Presented with such a request, a tough old bird like Maurice Green, who edited the Telegraph when I started there, would do the following. He would review the matter for himself. If he decided that the request was a reasonable one and that disclosure would be damaging, he would accede to it. If not, he would tell the officials to see him in court. What did Rusbridger do?

He allowed “two GCHQ security experts [to oversee] the destruction of hard drives in the Guardian’s basement just to make sure there was nothing in the mangled bits of metal which could possibly be of any interest to passing Chinese agents.” By any standards this was a humiliation for an independent newspaper even if it was also an ill-judged action by the British government.

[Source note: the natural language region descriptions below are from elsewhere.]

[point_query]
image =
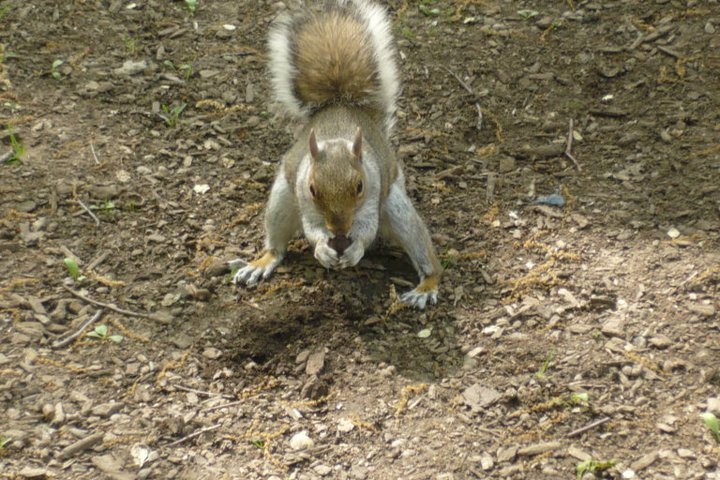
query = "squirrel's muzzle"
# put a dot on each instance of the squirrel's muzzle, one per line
(339, 243)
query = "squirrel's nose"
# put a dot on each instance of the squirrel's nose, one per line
(339, 243)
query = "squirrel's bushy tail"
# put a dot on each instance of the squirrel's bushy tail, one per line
(341, 55)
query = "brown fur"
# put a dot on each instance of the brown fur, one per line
(335, 61)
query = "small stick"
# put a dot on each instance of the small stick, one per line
(194, 434)
(81, 445)
(200, 392)
(471, 92)
(85, 207)
(224, 405)
(7, 156)
(587, 427)
(568, 148)
(109, 306)
(92, 149)
(70, 338)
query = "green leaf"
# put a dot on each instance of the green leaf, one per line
(526, 14)
(580, 397)
(711, 421)
(73, 269)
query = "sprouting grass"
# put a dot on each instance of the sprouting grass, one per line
(54, 72)
(542, 371)
(711, 421)
(101, 333)
(18, 149)
(74, 270)
(593, 466)
(172, 115)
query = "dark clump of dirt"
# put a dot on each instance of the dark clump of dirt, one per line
(565, 155)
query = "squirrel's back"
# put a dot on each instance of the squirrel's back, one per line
(342, 55)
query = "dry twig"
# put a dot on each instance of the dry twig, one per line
(109, 306)
(62, 342)
(194, 434)
(568, 148)
(587, 427)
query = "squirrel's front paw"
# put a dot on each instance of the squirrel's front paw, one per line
(326, 255)
(252, 272)
(419, 296)
(352, 255)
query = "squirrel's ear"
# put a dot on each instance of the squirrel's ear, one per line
(357, 144)
(314, 150)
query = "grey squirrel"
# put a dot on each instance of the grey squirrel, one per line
(340, 183)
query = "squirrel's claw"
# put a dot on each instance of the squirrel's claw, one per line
(419, 299)
(258, 269)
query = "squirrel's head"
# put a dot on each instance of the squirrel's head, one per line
(337, 181)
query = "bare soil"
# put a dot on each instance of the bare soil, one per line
(563, 333)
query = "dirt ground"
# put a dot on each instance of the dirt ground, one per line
(566, 336)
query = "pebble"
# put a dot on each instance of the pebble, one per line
(613, 327)
(106, 409)
(643, 462)
(301, 441)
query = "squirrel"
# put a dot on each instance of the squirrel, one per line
(340, 183)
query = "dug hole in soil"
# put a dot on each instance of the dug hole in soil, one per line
(566, 157)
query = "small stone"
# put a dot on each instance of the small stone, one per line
(613, 327)
(538, 448)
(644, 461)
(686, 453)
(703, 310)
(212, 353)
(506, 454)
(322, 470)
(104, 410)
(316, 362)
(131, 67)
(660, 342)
(31, 472)
(478, 397)
(486, 462)
(301, 441)
(345, 425)
(714, 405)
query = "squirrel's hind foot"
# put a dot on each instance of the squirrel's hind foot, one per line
(258, 269)
(425, 292)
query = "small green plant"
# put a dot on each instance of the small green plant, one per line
(185, 68)
(542, 371)
(101, 333)
(528, 14)
(711, 421)
(74, 270)
(593, 466)
(18, 149)
(172, 115)
(54, 72)
(131, 45)
(105, 206)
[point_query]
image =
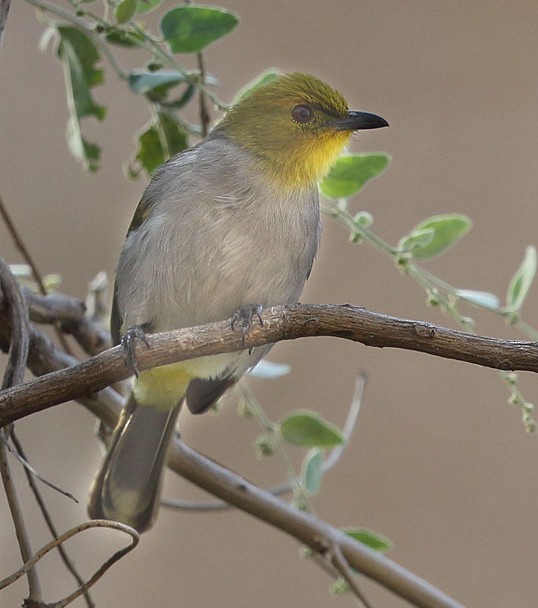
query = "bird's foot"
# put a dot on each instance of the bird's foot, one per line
(128, 343)
(243, 317)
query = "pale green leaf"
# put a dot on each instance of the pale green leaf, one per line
(268, 370)
(145, 6)
(157, 143)
(522, 280)
(351, 172)
(417, 238)
(481, 298)
(79, 56)
(125, 10)
(371, 539)
(189, 29)
(142, 81)
(308, 429)
(447, 231)
(312, 470)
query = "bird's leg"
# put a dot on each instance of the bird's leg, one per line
(128, 343)
(244, 315)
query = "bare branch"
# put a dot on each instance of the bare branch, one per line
(14, 374)
(279, 323)
(97, 523)
(313, 532)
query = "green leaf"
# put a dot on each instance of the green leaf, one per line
(350, 173)
(417, 238)
(481, 298)
(79, 55)
(141, 81)
(312, 470)
(522, 280)
(307, 429)
(125, 10)
(447, 231)
(123, 37)
(363, 219)
(157, 143)
(189, 29)
(145, 6)
(87, 153)
(370, 539)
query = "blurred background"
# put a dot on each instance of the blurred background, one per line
(439, 462)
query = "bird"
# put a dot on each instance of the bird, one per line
(224, 229)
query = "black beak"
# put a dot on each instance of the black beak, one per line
(355, 121)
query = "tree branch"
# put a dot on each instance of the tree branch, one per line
(315, 533)
(279, 323)
(82, 380)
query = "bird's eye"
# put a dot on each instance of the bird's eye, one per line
(302, 114)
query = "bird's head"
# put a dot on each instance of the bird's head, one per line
(296, 126)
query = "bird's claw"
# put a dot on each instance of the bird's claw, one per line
(244, 316)
(128, 343)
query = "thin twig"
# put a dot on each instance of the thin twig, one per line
(48, 520)
(340, 564)
(97, 523)
(217, 480)
(284, 487)
(30, 470)
(14, 374)
(313, 532)
(21, 246)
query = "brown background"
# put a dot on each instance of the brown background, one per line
(439, 462)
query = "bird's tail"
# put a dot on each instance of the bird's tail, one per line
(127, 485)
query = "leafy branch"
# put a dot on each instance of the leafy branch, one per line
(431, 238)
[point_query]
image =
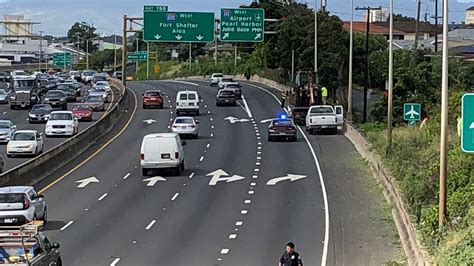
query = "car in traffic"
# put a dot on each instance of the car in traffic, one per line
(185, 126)
(82, 111)
(162, 151)
(7, 129)
(56, 99)
(4, 96)
(39, 113)
(215, 79)
(95, 102)
(282, 128)
(25, 142)
(236, 87)
(187, 102)
(62, 123)
(226, 97)
(152, 98)
(20, 205)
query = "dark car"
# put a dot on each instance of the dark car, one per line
(226, 97)
(56, 99)
(69, 91)
(282, 128)
(39, 113)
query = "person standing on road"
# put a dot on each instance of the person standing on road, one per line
(324, 94)
(290, 257)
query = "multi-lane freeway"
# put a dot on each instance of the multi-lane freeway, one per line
(238, 202)
(20, 118)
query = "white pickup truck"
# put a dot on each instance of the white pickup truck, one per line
(324, 117)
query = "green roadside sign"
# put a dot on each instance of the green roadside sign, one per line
(467, 129)
(154, 8)
(178, 26)
(412, 112)
(138, 56)
(242, 24)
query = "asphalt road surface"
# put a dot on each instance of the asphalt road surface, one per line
(20, 118)
(239, 201)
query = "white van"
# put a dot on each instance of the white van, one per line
(187, 102)
(162, 150)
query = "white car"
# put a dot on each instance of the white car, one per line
(187, 102)
(20, 205)
(215, 79)
(25, 142)
(62, 123)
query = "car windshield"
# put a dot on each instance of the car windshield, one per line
(152, 93)
(184, 121)
(60, 116)
(4, 124)
(322, 110)
(24, 136)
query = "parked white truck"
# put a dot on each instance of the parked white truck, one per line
(324, 117)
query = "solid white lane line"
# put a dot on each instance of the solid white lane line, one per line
(175, 196)
(150, 225)
(249, 113)
(66, 226)
(115, 262)
(103, 196)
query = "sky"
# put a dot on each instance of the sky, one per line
(57, 16)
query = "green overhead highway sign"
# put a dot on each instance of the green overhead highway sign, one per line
(155, 8)
(178, 27)
(467, 135)
(412, 112)
(242, 25)
(138, 56)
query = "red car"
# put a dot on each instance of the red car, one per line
(152, 98)
(82, 111)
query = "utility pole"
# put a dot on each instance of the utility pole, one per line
(366, 86)
(390, 83)
(443, 167)
(349, 89)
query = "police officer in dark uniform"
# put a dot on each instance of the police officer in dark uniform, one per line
(290, 257)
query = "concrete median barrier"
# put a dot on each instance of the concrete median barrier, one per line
(40, 167)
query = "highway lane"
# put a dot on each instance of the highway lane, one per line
(20, 118)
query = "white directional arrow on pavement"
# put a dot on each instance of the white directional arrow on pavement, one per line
(87, 181)
(290, 177)
(217, 176)
(149, 121)
(234, 120)
(153, 180)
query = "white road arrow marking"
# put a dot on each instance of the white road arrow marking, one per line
(290, 177)
(149, 121)
(153, 180)
(87, 181)
(217, 177)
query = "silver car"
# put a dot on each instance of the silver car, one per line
(20, 205)
(186, 126)
(7, 128)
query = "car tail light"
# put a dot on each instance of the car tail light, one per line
(26, 203)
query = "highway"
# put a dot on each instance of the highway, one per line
(239, 201)
(20, 118)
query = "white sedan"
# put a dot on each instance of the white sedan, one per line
(25, 142)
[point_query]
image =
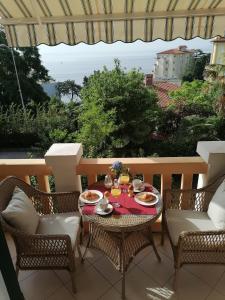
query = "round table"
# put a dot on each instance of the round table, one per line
(121, 237)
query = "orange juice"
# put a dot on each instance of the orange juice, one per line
(115, 191)
(124, 179)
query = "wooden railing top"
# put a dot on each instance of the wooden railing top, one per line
(155, 165)
(21, 167)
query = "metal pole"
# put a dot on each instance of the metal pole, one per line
(17, 77)
(18, 82)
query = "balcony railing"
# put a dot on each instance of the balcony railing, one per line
(148, 167)
(164, 167)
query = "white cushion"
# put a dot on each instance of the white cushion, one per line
(187, 220)
(216, 209)
(20, 213)
(63, 223)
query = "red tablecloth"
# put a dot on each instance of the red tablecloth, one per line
(127, 204)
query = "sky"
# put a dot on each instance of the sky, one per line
(74, 62)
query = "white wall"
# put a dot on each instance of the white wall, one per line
(170, 66)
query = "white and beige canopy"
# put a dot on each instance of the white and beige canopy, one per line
(34, 22)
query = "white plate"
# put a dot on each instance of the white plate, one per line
(147, 203)
(140, 190)
(91, 202)
(102, 212)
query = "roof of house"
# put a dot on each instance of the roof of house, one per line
(175, 51)
(162, 89)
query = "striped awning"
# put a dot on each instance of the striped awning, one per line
(34, 22)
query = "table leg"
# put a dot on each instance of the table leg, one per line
(85, 251)
(153, 245)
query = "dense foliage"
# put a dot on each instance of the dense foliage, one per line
(118, 116)
(118, 113)
(68, 87)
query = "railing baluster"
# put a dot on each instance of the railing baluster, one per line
(148, 178)
(27, 179)
(166, 181)
(186, 184)
(43, 183)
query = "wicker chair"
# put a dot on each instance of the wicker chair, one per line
(43, 251)
(190, 244)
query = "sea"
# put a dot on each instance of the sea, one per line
(74, 62)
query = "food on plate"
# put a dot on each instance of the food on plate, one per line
(90, 196)
(130, 187)
(106, 194)
(146, 197)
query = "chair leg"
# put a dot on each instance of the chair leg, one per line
(123, 296)
(162, 231)
(175, 281)
(153, 245)
(79, 252)
(17, 271)
(72, 275)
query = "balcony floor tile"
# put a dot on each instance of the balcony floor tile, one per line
(146, 279)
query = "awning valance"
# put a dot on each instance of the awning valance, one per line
(34, 22)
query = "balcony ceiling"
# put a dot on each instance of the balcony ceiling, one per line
(51, 22)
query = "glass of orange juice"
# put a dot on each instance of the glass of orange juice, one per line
(124, 178)
(115, 189)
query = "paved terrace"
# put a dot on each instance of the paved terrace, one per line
(146, 279)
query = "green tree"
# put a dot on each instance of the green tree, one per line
(191, 117)
(31, 73)
(197, 66)
(117, 114)
(68, 87)
(215, 74)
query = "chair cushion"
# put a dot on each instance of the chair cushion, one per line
(20, 213)
(63, 223)
(187, 220)
(216, 209)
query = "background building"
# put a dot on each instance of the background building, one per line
(172, 64)
(218, 53)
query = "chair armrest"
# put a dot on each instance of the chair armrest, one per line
(197, 199)
(46, 203)
(202, 240)
(39, 244)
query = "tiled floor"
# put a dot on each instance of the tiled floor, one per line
(146, 279)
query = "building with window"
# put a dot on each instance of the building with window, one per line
(172, 64)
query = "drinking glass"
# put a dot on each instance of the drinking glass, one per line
(115, 191)
(124, 179)
(108, 181)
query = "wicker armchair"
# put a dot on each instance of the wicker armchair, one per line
(43, 251)
(190, 244)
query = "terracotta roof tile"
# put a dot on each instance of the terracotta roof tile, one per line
(162, 89)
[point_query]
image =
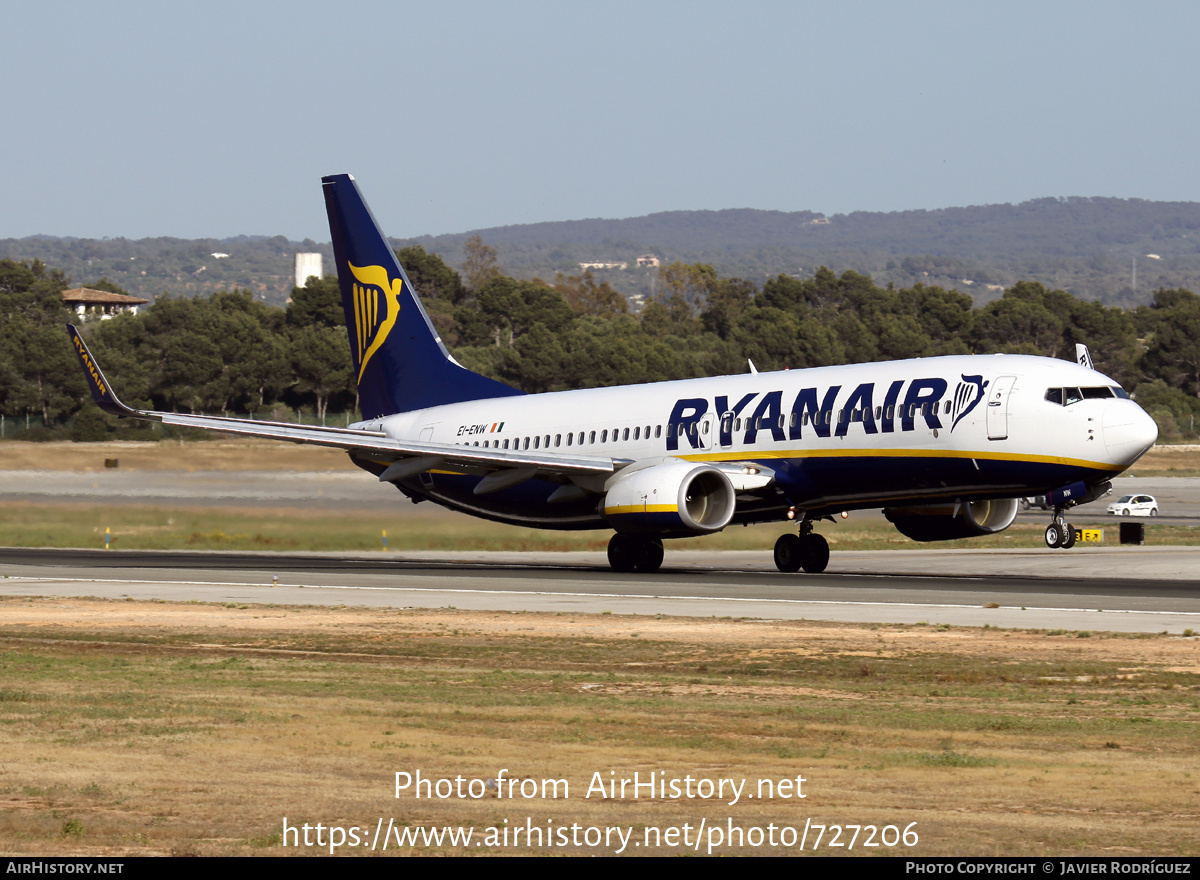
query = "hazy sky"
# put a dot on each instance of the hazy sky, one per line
(215, 119)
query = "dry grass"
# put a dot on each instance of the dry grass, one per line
(231, 454)
(150, 728)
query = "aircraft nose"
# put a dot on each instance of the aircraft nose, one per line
(1128, 431)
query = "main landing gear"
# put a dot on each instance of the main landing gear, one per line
(635, 552)
(1060, 533)
(807, 550)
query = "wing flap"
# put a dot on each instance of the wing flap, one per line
(351, 440)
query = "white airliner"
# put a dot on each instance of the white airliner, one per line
(945, 446)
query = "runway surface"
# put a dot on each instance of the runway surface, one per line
(1093, 588)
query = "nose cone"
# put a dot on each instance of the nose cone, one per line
(1128, 431)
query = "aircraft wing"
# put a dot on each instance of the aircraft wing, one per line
(505, 467)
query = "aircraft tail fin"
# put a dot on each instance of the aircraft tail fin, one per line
(399, 358)
(101, 391)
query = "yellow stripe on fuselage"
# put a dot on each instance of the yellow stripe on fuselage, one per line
(793, 454)
(641, 509)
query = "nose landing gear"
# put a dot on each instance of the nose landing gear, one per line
(807, 550)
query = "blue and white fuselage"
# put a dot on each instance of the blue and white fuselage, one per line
(903, 432)
(943, 446)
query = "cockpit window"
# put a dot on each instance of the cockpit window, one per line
(1066, 396)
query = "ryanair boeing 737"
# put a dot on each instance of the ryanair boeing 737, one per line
(943, 446)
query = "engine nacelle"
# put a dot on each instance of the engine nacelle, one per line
(951, 521)
(672, 497)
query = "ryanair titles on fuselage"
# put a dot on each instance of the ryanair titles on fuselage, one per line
(877, 407)
(828, 412)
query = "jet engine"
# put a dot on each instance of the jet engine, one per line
(951, 521)
(673, 497)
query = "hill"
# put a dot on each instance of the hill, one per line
(1115, 251)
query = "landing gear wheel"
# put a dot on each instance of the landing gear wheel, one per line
(789, 552)
(815, 554)
(622, 552)
(630, 552)
(649, 557)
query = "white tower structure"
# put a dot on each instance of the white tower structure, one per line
(307, 264)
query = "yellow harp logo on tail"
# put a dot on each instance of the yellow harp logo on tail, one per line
(376, 309)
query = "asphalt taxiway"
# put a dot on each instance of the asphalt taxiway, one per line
(1090, 588)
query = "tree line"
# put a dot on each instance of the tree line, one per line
(232, 353)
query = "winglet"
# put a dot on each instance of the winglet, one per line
(101, 391)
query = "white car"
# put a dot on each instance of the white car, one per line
(1134, 506)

Rusbridger makes light of this. He also consoles himself with the thought that the Guardian and Greenwald could still publish official secrets from other jurisdictions via electronic media outside U.K. law. But the facts are that he failed in court to defend the Guardian’s right to publish; that he voluntarily allowed U.K. security agents to enter its premises and destroy the paper’s property; and that he now asserts his right to publish whatever official secrets he can lay his hands on from whatever jurisdiction approves on any given day.

Among the many ironies here is that until three months ago Rusbridger and the Guardian were among the campaigners for greater legal regulation of the press.

Did he suddenly realize that any legal press regulation would have to include some protection of official secrets or look ridiculous? Or did he realize that he would look ridiculous if he continued to press for regulation of other media while the Guardian was arranging to evade English law on official secrecy the way other corporations evade English law on taxation?

There are threats here — both to journalism and to government — and both are growing. The NSA claimed a right to excessive surveillance; the Guardian claims a right to limitless disclosure. Both justify themselves as being on our side. Neither can be fully trusted. But at least our intelligence agencies don’t promise to operate from Beijing, Moscow, and Rio.

— John O’Sullivan is an editor-at-large of National Review.